Etude : les véhicules électriques contiennent les émissions de CO2

Publié le 13 septembre 2017 à 11h00 | La rédaction | 3 minutes

Outre-Manche, une Tesla Model S émet indirectement 41 g de CO2 en été et une BMW i3 l’équivalent de 27 g

Outre-Manche, une Tesla Model S émet indirectement 41 g de CO2 en été et une BMW i3 l’équivalent de 27 g

Le très sérieux Imperial College de Londres a récemment publié une étude démontrant que les véhicules électriques du Royaume-Uni émettaient indirectement de moins en moins de CO2. La raison est à chercher dans la décarbonisation progressive de l’électricité britannique.

 

Les véhicules électriques de moins en moins polluants

Souvent critiqués pour l’origine de l’électricité qui alimente leurs batteries, les véhicules électriques seraient de moins en moins polluants.

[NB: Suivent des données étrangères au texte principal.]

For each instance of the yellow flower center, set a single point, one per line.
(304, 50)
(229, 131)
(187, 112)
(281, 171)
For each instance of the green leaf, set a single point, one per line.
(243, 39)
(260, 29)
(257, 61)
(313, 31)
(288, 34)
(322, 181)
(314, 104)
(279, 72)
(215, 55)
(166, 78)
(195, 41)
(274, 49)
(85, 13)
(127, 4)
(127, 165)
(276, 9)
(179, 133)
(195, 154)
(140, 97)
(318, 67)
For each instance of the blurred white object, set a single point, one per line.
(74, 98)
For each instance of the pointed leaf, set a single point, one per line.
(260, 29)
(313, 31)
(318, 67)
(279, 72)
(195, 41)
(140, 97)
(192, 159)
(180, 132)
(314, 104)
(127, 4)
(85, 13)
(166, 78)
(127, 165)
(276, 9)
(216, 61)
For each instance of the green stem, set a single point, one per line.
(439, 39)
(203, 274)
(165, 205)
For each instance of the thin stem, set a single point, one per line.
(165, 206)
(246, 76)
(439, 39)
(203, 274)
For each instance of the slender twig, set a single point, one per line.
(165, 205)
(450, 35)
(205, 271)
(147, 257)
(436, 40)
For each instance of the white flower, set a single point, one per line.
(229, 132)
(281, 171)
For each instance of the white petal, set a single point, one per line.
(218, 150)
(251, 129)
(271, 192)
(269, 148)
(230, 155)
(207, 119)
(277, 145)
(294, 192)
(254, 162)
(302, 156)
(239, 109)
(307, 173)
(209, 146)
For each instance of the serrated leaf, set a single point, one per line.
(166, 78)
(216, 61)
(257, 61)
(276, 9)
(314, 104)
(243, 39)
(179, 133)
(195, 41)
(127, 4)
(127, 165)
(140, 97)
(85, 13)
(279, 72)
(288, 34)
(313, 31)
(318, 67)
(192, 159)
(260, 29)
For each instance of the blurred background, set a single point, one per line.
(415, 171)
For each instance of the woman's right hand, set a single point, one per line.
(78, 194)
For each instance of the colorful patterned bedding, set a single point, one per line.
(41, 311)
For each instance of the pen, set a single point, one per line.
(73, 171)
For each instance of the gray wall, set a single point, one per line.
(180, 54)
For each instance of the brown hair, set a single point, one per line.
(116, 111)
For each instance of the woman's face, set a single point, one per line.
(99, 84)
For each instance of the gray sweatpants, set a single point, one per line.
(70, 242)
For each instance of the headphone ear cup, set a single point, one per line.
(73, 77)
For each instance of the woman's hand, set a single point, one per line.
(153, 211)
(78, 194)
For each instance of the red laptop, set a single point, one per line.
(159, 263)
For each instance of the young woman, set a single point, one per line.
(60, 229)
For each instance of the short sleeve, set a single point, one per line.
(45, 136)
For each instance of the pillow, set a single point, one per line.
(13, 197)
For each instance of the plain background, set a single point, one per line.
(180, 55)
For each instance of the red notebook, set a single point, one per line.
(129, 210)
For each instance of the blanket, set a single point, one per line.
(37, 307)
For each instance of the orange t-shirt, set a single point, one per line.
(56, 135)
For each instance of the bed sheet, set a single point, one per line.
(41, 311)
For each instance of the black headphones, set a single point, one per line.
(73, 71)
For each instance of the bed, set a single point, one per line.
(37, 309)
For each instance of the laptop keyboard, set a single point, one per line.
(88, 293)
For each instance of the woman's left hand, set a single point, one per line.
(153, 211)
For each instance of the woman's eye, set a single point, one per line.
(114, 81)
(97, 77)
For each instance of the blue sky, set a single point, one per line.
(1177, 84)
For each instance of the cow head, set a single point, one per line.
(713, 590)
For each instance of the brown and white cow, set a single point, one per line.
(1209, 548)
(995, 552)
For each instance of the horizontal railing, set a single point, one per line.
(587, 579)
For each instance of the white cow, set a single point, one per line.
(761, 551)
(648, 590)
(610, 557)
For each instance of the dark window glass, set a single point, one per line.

C’est la principale conclusion d’une étude récemment publiée par une équipe de chercheurs de l’Imperial College de Londres.

Ainsi, selon les chercheurs, l’électricité générée par le réseau britannique entre avril et juin 2017 contenait en moyenne 199 g de CO2 par kilowattheure (kWh), soit 10 % de moins que le niveau de l’an passé. Une baisse que les scientifiques attribuent à la décarbonisation progressive des sources qui alimentent le réseau électrique du royaume.

Au premier trimestre 2017, le mix énergétique outre-Manche était composé à 40,6 % de gaz, 24,3 % de nucléaire, 13,6 % d’éolien, 5,9 % de solaire et 5,2 % de biomasse. Le reste du mix se répartissait entre le charbon (1,9 %), l’hydroélectricité (0,7 %) et les importations diverses venant d’autres pays qui ont représenté 7,7 % du total (pour aller plus loin, lire notre analyse Energies renouvelables : et si la voiture électrique les favorisait ?).

Renault ZOE 

Dissiper le mythe de la voiture électrique « sale »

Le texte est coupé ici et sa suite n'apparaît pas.